1) Do classics in the evening, while WUNC does “All Things Considered . . . this is an obvious competitive move;

2) Identify as Duke’s voice; and

3) Be solicitous of Duke . . . run their ball games, become involved again.”

Actually, the third suggestion is already happening. WDBS is now the FM voice of Duke sports, running the exciting national championship games as I write this.

It hardly matters, since the station is being sold. The new owners will most likely retain the most positive connections with the “Duke image,” especially the sports and call letters, while abandoning others, like the beat-up facilities.

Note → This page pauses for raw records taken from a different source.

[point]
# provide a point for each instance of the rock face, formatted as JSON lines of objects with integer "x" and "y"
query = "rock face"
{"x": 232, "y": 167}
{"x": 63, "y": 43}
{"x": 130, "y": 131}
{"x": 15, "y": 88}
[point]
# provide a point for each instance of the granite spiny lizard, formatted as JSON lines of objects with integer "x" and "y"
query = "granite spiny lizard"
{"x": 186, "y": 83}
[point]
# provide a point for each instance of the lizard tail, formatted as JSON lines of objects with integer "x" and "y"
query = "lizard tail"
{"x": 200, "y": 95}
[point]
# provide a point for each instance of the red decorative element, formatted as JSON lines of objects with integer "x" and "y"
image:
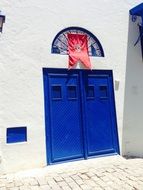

Meanwhile, Chapman offers a poignant observation about the could-have-beens that he finds absent from the radio station he labored so hard to create and preserve:

“Not long ago, I stopped by there to run an errand. A Duke student came to the locked door and talked to somebody on the intercom. He told the voice on the little speaker that he just wanted to visit the station, to see what it was like. He was turned away because the voice on the speaker couldn’t be bothered. It was heartbreaking for me to see. I thought, ‘That kid could have been Robert Chapman in 1964.’ ”

Well, that would be a touching way to end the Chapman Report. But it’s misleading. DBS’ door is open most of the time, including all business hours, and visitors there are certainly treated with more congeniality than at most stations, which use a receptionist to distance official happenings from the wandering public. The event described by Chapman must have occurred after hours, when the door is locked and it’s highly difficult for the disc jockey to answer the door.

A final journey.

It has been five years since Robert Chapman had any official connection with DBS. Yet even so, seven years after he midwived the station, Chapman is largely responsible for the intended sale of DBS to Village Broadcasting Company.

Several months ago, a deal was arranged which would have transferred the station quietly to a group known informally as BLS. This group, composed of at least one Duke professor, promised to keep the format and improve the station’s facilities. Chapman heard about the setup and told Jim Heavner, who heads Village Broadcasting Company, in hopes that Heavner’s entry into the proceedings would stall sale of the station. Chapman expected Duke to see the wisdom of holding on to the property, re-establishing one dream of a student-free-form operation.

In all this, Chapman’s hand had the surgical touch of a rhino. The quiet arrangement, months in preparation, between WDBS and BLS, fell like a house of cards. Now Village Broadcasting, which Chapman fears will turn DBS into another CHL, may be about to take over.

And the dream of free-form radio at Duke is more distant than ever.